Este evento, ao mostrar as dificuldades de manutenção da presença colonial francesa no Djibuti, é um passo importante na ascensão do território à independência.[1]
Antecedentes
Em 1896, a França estabeleceu oficialmente a Somalilândia Francesa. No Chifre da África, o pequeno entreposto era um local importante e estratégico, conhecido como porta de entrada para o Mar Vermelho, através do Canal de Suez, que conectava o Mar Mediterrâneo ao Oceano Índico. Em 1960, no âmbito da descolonização da África, a vizinha Somália (então colônia britânica) conquistou sua independência, e o novo Estado reivindicou a Somalilândia Francesa. Três anos depois, em 1963, uma nova organização guerrilheira foi criada: a Frente de Libertação da Costa Somali (em francês: Front de Libération de la Côte des Somalis, FLCS). Patrocinada pelo novo governo somaliano, seu objetivo declarado era libertar o pequeno território francês e conectá-lo à Somália.[2]

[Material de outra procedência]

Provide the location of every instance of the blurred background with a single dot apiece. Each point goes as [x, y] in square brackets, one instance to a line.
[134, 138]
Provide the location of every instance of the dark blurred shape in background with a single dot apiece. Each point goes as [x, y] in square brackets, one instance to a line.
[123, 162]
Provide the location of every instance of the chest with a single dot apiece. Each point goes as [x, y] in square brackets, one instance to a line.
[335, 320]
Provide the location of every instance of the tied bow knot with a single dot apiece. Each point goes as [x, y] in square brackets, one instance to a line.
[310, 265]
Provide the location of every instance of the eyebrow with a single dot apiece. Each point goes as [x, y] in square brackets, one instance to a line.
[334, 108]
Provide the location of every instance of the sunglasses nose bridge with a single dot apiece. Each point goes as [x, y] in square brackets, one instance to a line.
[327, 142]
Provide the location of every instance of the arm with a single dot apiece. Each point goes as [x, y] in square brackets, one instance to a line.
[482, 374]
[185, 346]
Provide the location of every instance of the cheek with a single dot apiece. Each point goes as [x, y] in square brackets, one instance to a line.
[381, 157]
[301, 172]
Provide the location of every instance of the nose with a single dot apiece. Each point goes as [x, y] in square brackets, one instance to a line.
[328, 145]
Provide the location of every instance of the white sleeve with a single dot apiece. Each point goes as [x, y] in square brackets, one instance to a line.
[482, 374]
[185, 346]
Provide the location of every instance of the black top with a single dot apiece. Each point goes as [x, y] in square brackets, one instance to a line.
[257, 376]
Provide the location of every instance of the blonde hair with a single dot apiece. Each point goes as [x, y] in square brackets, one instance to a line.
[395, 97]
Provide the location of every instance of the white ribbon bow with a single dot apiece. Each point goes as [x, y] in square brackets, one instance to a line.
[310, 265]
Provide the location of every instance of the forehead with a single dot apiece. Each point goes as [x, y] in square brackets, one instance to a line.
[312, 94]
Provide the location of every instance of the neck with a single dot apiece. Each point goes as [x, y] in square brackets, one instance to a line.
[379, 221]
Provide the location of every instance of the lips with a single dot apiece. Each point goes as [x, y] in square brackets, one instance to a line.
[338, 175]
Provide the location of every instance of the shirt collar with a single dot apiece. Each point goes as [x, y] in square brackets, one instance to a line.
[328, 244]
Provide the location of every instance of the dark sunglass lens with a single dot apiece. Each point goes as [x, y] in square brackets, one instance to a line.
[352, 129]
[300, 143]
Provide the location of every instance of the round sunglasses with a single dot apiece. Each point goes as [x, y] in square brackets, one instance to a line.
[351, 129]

Em 1967, a Somalilândia Francesa foi oficialmente renomeada como Território Francês dos Afars e Issas (em francês: Territoire français des Afars et des Issas, TFAI) após um referendo.[3][4] Três anos depois, em 1970, a FLCS lançou seu primeiro ataque terrorista: um atentado a bomba contra um bar em Djibuti, a capital do TFAI.[2] Entre 1974 e 1975, ocorreram violentas manifestações pró-independência no país, organizadas por militantes da FLCS. Em 25 de março de 1975, a mesma organização sequestrou o embaixador francês na Somália para trocá-lo por dois membros presos da FLCS.[5] Em 31 de dezembro de 1975, foram realizadas em Paris pré-negociações sobre a independência do TFAI entre autoridades francesas e do TFAI. Em 30 de janeiro de 1976, representantes do TFAI apresentaram uma queixa formal à Organização da Unidade Africana (OUA) contra a Somália e apelaram ao governo somali para que mudasse sua atitude "negativa e obstrucionista" em relação à TFAI.[2]
A captura do ônibus
Em 3 de fevereiro de 1976 às 7:15h, um ônibus escolar que transportava 31 filhos de soldados de diferentes bases francesas foi sequestrado por ativistas armados pela independência no distrito de Ambouli, na altura da cidade do Progresso. Depois de atravessar a barragem que circunda o Djibuti, depois de 15km de pista, chega-se a Loyada, um posto de fronteira com a Somália. No final da manhã, após negociações iniciais que levaram à libertação de um jovem refém, os primeiros sequestradores levaram o ônibus para terra de ninguém a cerca de dez metros do posto de fronteira somiliano. Segundo Ahmed Dini, havia seis sequestradores que tentavam deixar a cidade onde eram procurados. Uma vez na fronteira, os quatro primeiros sequestradores são substituídos por outros que se revezam no ônibus e apresentam reivindicações políticas inspiradas na República Democrática da Somália. Os novos sequestradores são do Djibuti e da Somália. Diz-se que seis deles se juntaram à polícia do Djibuti após a independência[6] em junho de 1977. De acordo com ex-reféns e pessoas presentes quando a tomada de reféns começou em Ambouli, inicialmente havia quatro sequestradores e outros vieram depois da Somália.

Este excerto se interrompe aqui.